TF-IDF is a numerical statistic used in natural language processing and information retrieval to quantify how relevant a word is to a specific document within a larger corpus. It combines two complementary measures: Term Frequency (TF), which counts how often a word appears in a given document, and Inverse Document Frequency (IDF), which down-weights words that appear frequently across many documents. Multiplying these two values produces a score that is high for words that are distinctive to a particular document and low for words that are ubiquitous across the corpus — common stopwords like "the" or "and" receive near-zero scores, while rare but locally frequent terms receive high scores.
The mechanics are straightforward. TF is typically computed as the raw count of a term in a document, sometimes normalized by document length. IDF is calculated as the logarithm of the ratio of total documents to the number of documents containing the term, so a word appearing in every document gets an IDF of zero. The final TF-IDF score is the product of these two quantities, and documents or terms can then be compared using vector representations built from these scores — a framework known as the vector space model.
TF-IDF became foundational to information retrieval and text mining because it offers a simple, interpretable, and computationally efficient way to represent text. Search engines historically used TF-IDF as a core signal for ranking documents against a query, and it remains a strong baseline for tasks like keyword extraction, document similarity, and text classification. Even as neural embedding methods have grown dominant, TF-IDF retains practical value in low-resource settings, interpretability-sensitive applications, and as a feature engineering tool.

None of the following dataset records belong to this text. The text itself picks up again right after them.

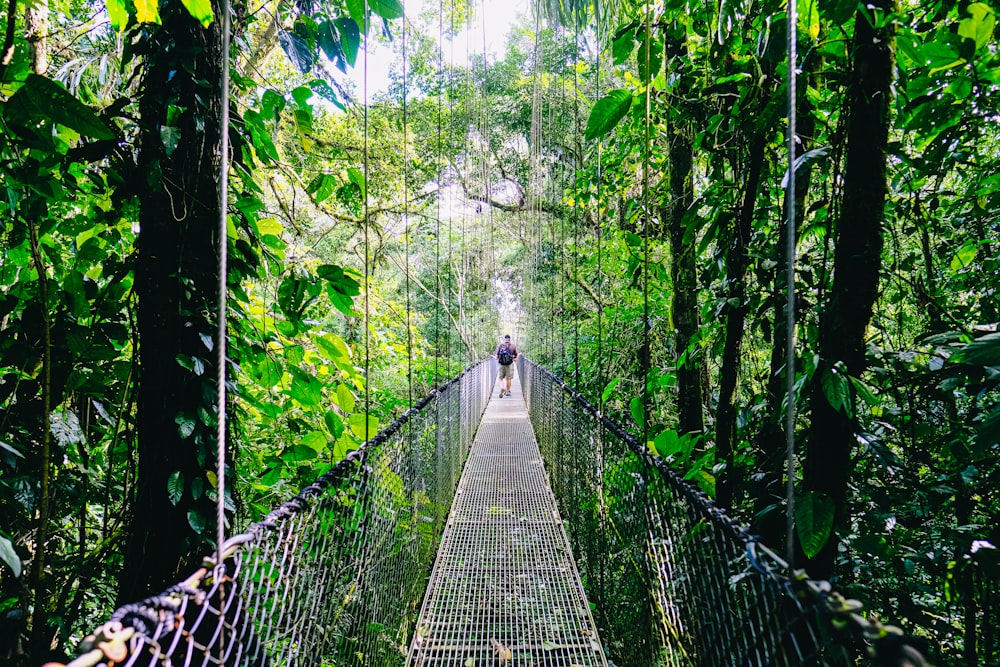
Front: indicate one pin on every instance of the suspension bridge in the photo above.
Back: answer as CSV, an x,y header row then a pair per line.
x,y
479,530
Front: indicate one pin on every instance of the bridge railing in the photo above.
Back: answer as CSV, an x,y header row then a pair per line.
x,y
674,580
334,576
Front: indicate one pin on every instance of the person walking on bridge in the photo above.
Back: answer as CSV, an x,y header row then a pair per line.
x,y
506,354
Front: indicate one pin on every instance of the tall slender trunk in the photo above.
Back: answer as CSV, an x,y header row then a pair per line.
x,y
684,277
770,491
176,279
736,267
857,264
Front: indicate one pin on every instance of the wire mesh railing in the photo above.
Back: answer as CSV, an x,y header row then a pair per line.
x,y
334,576
674,580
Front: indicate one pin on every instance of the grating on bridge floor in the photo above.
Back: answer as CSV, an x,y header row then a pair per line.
x,y
504,589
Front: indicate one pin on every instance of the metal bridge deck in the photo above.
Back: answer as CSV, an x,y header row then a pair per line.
x,y
504,589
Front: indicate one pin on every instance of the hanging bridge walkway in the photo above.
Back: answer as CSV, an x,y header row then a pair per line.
x,y
504,586
441,542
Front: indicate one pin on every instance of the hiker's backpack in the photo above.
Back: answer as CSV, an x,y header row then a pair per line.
x,y
504,355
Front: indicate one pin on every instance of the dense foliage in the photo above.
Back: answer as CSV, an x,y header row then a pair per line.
x,y
610,189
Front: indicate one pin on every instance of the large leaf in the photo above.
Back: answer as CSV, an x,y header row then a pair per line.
x,y
201,10
980,24
350,38
147,11
805,160
306,389
607,112
329,41
964,256
175,487
982,352
387,9
638,412
297,51
813,521
9,556
117,13
837,390
42,98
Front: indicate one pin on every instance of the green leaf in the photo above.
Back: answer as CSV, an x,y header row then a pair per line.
x,y
667,443
357,423
837,390
196,520
333,348
988,433
813,521
964,256
357,177
185,426
333,423
269,226
838,12
638,412
175,487
607,112
170,136
358,11
345,399
387,9
298,453
9,556
306,389
315,440
147,11
980,24
982,352
297,51
809,18
329,41
201,10
940,56
651,52
117,13
41,97
609,389
350,39
623,46
865,392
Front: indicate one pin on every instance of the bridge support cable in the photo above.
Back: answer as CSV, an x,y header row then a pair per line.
x,y
333,576
505,589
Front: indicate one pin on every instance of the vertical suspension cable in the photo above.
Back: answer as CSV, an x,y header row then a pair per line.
x,y
437,223
534,155
599,224
406,228
484,120
577,168
365,223
790,285
220,463
646,213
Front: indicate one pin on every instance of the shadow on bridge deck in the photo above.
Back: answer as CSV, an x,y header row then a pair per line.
x,y
504,586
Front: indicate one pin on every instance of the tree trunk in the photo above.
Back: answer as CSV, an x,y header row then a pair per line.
x,y
770,524
857,263
736,266
684,276
176,279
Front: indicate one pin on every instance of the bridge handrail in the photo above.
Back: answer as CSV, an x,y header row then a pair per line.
x,y
396,486
821,626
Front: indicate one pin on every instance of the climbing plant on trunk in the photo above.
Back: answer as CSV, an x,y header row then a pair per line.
x,y
848,309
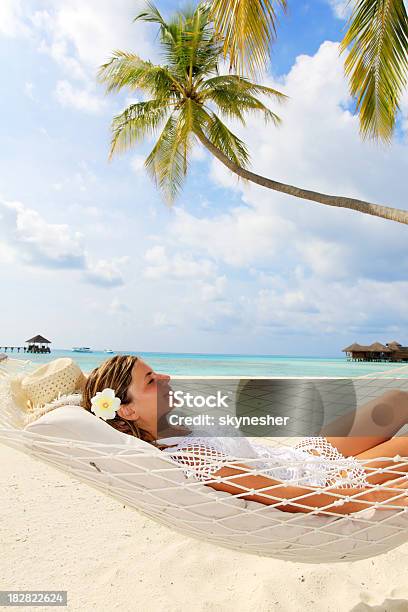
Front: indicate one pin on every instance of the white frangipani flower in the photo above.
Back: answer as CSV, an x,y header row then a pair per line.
x,y
104,404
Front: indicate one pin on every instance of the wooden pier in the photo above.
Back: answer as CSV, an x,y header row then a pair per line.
x,y
37,344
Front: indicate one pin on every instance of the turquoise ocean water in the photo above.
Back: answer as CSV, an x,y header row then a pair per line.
x,y
231,365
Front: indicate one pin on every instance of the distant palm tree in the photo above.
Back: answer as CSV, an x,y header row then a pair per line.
x,y
376,64
183,95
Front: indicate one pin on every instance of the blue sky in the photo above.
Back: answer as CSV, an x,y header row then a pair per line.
x,y
89,253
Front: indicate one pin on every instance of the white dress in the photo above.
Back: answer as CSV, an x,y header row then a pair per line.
x,y
312,462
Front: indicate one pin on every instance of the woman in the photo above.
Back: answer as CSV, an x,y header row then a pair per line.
x,y
137,386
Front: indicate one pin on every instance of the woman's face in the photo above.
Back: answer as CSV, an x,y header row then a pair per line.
x,y
148,395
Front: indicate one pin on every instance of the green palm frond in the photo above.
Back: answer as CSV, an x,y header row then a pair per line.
x,y
234,81
135,123
130,71
222,138
377,64
248,27
185,96
167,163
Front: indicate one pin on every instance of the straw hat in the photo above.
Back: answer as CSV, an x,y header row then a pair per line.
x,y
47,383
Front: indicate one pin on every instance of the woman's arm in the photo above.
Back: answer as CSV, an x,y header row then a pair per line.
x,y
268,491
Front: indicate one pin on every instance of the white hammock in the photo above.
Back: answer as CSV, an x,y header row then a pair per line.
x,y
141,476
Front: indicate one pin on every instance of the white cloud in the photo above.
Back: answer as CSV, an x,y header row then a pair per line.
x,y
12,22
83,99
318,270
39,242
27,237
137,163
238,238
107,273
341,8
162,265
79,36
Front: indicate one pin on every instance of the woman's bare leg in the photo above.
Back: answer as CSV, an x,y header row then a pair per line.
x,y
391,448
374,423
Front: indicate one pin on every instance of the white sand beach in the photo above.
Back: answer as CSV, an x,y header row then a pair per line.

Despite its strengths, TF-IDF has notable limitations: it ignores word order and semantic meaning, treats synonyms as entirely distinct terms, and struggles with short documents where frequency statistics are unreliable. These shortcomings motivated the development of more expressive representations such as word embeddings and transformer-based models, but TF-IDF remains a widely taught and widely deployed technique that shaped how the field thinks about term weighting and document representation.